CONCORD, N.H. - In a nation that increasingly turns to the medicine cabinet for solutions, experts warn that unused medicines can be a source of trouble - and even suicide. Today is New Hampshire Suicide Prevention Day, and New Hampshire Chief Medical Examiner Dr. Tom Andrew says one step everyone can take to prevent suicides is simply to be aware of what is in their medicine cabinet.

Because there's a pill for just about everything these days, Andrew warns, having too many leftovers readily available can be a source of trouble.

"Unused pills often sit there in the medicine cabinet. They provide an avenue not only for recreational abuse, but also for suicide attempts - particularly for those who are troubled enough to go that far to do it."

Andrew says suicide is one of the factors contributing to a 475-percent increase in drug deaths in New Hampshire since 1977. He says Carroll County currently has the state's highest suicide rate, followed by Coos and Belknap counties.

Women are more likely to attempt suicide, Andrew says, but men are more likely to carry out the act - with younger and older New Hampshire men currently most at risk.

"Suicide overall continues to be a 3-to-1 ratio, male to female, but you see higher numbers in youth, particularly our boys and in senior men. The numbers are particularly stark in those age groups."

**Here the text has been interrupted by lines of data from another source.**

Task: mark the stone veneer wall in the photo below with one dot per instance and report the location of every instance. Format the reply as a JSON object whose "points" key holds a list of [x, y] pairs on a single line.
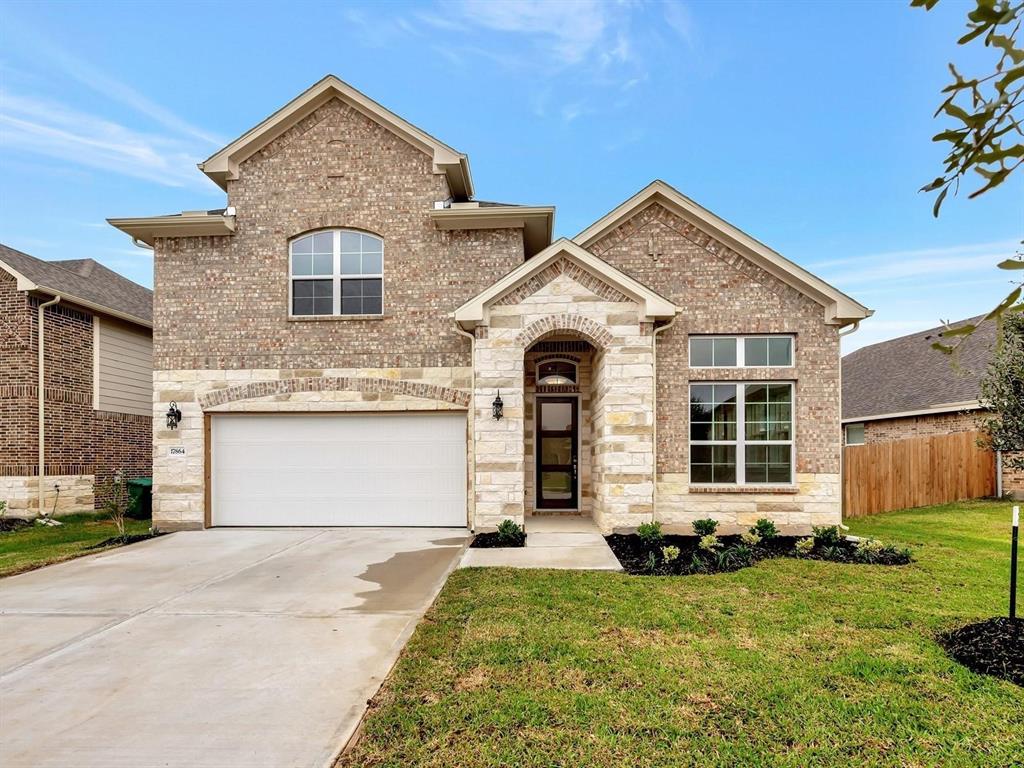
{"points": [[583, 389], [565, 301], [723, 293], [84, 446], [179, 483]]}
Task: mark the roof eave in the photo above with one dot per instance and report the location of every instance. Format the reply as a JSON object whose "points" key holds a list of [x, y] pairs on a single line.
{"points": [[147, 228]]}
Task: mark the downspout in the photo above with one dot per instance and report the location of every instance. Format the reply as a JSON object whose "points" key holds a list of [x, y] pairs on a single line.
{"points": [[42, 404], [653, 471], [471, 507], [842, 444]]}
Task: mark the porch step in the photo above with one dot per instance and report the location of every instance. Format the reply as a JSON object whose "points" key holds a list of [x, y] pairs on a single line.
{"points": [[551, 543]]}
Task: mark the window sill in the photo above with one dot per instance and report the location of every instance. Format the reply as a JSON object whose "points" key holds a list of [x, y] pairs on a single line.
{"points": [[781, 489], [335, 317]]}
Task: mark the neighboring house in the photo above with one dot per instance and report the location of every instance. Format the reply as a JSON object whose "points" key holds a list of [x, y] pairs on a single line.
{"points": [[338, 338], [904, 388], [97, 364]]}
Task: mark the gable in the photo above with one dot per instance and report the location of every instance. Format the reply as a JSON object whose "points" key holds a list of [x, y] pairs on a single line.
{"points": [[564, 259], [223, 165], [721, 239]]}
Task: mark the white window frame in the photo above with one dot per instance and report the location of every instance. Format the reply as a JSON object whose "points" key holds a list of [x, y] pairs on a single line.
{"points": [[740, 442], [741, 349], [336, 276], [546, 360], [846, 433]]}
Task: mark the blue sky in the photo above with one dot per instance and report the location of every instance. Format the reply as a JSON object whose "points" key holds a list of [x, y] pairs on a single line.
{"points": [[807, 125]]}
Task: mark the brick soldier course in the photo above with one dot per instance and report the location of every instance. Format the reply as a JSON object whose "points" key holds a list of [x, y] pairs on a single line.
{"points": [[473, 295]]}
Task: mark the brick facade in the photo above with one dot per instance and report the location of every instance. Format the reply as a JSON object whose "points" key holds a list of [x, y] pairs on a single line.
{"points": [[223, 339], [83, 445]]}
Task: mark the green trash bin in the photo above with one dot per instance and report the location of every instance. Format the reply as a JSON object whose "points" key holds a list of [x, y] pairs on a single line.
{"points": [[140, 498]]}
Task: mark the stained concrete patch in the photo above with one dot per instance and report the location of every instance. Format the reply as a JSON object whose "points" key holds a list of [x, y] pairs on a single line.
{"points": [[220, 664]]}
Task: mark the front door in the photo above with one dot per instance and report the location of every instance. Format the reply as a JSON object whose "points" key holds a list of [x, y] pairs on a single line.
{"points": [[557, 453]]}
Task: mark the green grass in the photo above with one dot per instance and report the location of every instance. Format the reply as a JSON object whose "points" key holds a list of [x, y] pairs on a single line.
{"points": [[35, 546], [792, 663]]}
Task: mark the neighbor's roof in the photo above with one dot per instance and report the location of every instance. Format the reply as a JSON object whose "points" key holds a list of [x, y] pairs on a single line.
{"points": [[224, 164], [840, 308], [82, 282], [906, 377]]}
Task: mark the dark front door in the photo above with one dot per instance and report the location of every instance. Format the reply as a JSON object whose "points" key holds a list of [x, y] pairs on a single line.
{"points": [[557, 455]]}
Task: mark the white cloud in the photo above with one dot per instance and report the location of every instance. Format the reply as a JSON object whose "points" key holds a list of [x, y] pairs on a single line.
{"points": [[52, 130]]}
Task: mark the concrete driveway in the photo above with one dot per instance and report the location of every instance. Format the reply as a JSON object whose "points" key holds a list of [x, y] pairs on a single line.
{"points": [[225, 647]]}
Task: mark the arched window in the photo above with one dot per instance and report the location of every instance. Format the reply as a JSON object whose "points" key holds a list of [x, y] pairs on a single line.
{"points": [[340, 271], [556, 373]]}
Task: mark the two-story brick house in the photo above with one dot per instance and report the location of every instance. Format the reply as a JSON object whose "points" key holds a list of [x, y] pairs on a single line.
{"points": [[344, 335]]}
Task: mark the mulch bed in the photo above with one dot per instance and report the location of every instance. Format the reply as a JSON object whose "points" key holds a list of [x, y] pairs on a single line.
{"points": [[496, 540], [994, 646], [635, 556]]}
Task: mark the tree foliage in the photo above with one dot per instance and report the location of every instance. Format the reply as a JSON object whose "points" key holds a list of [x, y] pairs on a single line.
{"points": [[986, 136], [1003, 393]]}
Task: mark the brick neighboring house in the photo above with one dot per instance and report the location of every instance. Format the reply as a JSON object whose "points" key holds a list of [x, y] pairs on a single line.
{"points": [[903, 388], [98, 380], [340, 336]]}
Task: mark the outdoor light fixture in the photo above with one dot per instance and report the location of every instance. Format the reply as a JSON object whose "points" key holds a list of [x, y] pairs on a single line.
{"points": [[173, 416]]}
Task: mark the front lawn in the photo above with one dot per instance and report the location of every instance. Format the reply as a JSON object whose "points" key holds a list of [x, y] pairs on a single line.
{"points": [[35, 546], [791, 663]]}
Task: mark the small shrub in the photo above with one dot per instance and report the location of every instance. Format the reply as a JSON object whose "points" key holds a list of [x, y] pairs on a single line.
{"points": [[869, 550], [509, 531], [765, 528], [709, 543], [706, 526], [805, 547], [751, 538], [827, 536], [650, 534]]}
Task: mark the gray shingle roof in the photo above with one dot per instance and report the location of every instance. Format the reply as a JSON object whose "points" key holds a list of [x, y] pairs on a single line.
{"points": [[86, 280], [905, 374]]}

Keeping a close watch on the medicine cabinet is particularly important in preventing adult suicides in New Hampshire, he says.

"You'll see almost double the rate in adult versus youth suicides when you talk about prescription drug deaths. It makes sense if you think about it: Adults are going to have more access to prescription drugs."

Unused drugs don't have to go to waste, he adds, because many can be donated to drug give-back programs.

The State Suicide Prevention Council holds a press briefing at 9 a.m. at the Legislative Office Building, Concord. The next national drug take-back initiative will be Sept. 29.